Radiohead's Big Yawn

Radiohead's Big Yawn
Of course, the very act of using a public forum to express doubts about Kid A, Radiohead's hotly anticipated, exhaustively scrutinised fourth album, only bestows more significance upon it, when all it is, is a significant failure.
I come not to bury Radiohead. I'll warmly welcome into the fold any group who not only demonstrate that relevancy can still be argued for guitar rock, but who in doing so can become fucking huge. And Thom Yorke would be a wonderful singer no matter what genre he might wrap his tenor around. OK Computer, however, the hat trick album whose shadow Kid A so desperately wants to duck, is itself a very good album that, in the absence of any other major rock music to be unnecessarily precious about, was deemed a brilliant one. It's kind of like The Joshua Tree for the ‘90s, only it's not crap.
I admit that I love when any work of art polarises the public like this, especially when it's something of broad enough interest to involve the mall rats and the art snobs. I'm reminded most of the film Eyes Wide Shut, director Stanley's Kubrick's Cruise/Kidman-driven swan song. Opposing viewpoints raged in a similar fashion, but where its resemblance to Kid A lies most is in that, once the heat of the initial debate has died, all that's left is a so-so work too unremarkable to feel anything about but ambivalence. It's not even a spectacular dud.
I was enamoured of the few snatches I'd heard of Kid A in advance of its release — incidentally, the most conventionally melodic of the bunch ("How To Disappear Completely") and the most successfully skewed ("Idioteque"). I was happy, too, to be swept up by the enthusiasms of my friends, some of whom had downloaded the album's entirety from Napster. It's always a nice feeling when there's a general consensus around a band, and that hadn't happened since Nirvana.

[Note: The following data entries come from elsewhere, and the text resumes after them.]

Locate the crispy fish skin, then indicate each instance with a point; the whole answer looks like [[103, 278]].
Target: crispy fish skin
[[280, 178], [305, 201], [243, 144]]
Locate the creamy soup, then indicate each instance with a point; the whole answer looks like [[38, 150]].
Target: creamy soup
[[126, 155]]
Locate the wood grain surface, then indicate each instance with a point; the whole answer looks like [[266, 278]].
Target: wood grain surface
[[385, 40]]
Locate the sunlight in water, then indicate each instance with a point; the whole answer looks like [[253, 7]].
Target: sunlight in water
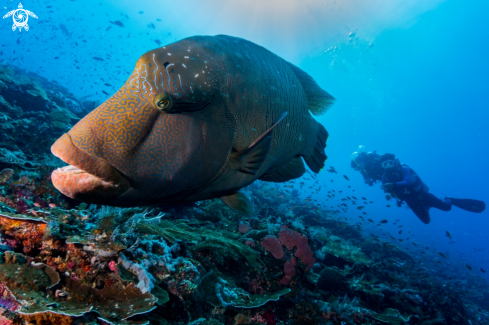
[[293, 26]]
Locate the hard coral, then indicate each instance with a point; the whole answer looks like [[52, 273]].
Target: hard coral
[[290, 238], [273, 246]]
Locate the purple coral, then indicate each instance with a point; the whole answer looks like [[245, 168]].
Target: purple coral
[[273, 246]]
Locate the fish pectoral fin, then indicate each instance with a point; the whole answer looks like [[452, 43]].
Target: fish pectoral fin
[[252, 158], [294, 169], [238, 202]]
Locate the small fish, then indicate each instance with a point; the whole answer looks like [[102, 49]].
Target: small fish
[[117, 23], [332, 170]]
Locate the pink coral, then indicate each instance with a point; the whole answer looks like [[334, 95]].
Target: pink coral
[[113, 267], [273, 246], [291, 238], [289, 271], [244, 227], [286, 280], [250, 242]]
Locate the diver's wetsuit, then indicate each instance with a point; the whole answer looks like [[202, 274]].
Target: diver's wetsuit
[[370, 167], [409, 187]]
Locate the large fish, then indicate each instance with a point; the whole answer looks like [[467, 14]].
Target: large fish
[[198, 119]]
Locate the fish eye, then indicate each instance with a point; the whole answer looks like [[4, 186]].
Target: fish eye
[[163, 102]]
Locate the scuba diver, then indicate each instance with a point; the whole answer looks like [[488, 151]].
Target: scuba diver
[[401, 182]]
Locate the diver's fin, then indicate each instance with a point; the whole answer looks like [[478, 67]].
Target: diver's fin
[[318, 99], [238, 202], [294, 169], [316, 160], [252, 158], [469, 204]]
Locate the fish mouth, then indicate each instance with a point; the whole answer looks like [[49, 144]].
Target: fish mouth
[[86, 178]]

What bothered me first about Kid A was its resolute dourness. Yes, I realise that emphasising the cruelty of modern life has been Radiohead's stock in trade since "Creep." But I vividly remember mentally applauding Yorke for a comment he made prior to making Kid A — something to the effect that he was tired of the band representing the Western culture of complaint, and that the next album would be a concerted effort to accentuate the idea that everything ain't so bad. It seemed to me to be a necessary move; they couldn't go on being the horsemen of the internal apocalypse much longer. So when Kid A unravelled from the stereo, not even wanting to temper its downcast words with music that's either warmly approachable or excitingly fuck-you, the album as a whole came off with the air of a petulant, spoiled, quasi-depressed adolescent. It's not only Radiohead's least joyous album, it's the first one that's no fun at all.
The most interesting analogy I've read about Kid A's shortcomings is by Jim Irvin from Mojo magazine. He compared Radiohead's career trajectory to that of British ‘80s group Talk Talk, whose third album, The Colour of Spring, was a similar commercial and critical watershed to OK Computer (albeit on a much smaller scale). In 1988, Talk Talk followed that up with Spirit Of Eden, a thoroughly uncommercial but wholly incredible work that's remained a benchmark for ambient/experimental music (and, on a subtler level, an endorsement of following the muse at all costs) for almost 13 years.
Radiohead, on the other hand, seem to have missed the point of experimental music altogether. Virtually any true visionary of left-field music has said at some time that their work is a manifestation of their personal definition of beauty, even if the music in which it's expressed is confrontational, harsh even. Kid A exudes no beauty because Radiohead are too self-conscious, too distractedly working in opposition to their natural talents and instincts, to achieve that state of bliss where magic happens. They've achieved it in the past, and I'm betting that the ability to do so again hasn't deserted them.
Perhaps the context in which Kid A can be considered a success is that music buyers who aren't naturally investigative about experimental music will use the album as an entry point to obscurer, braver, stranger, prettier, better music. Which isn't to say that obscurer is necessarily better, but since we all know what the commercial landscape is like these days anyway, and since that seems to be exactly what Kid A is implying, well, it'll just have to do.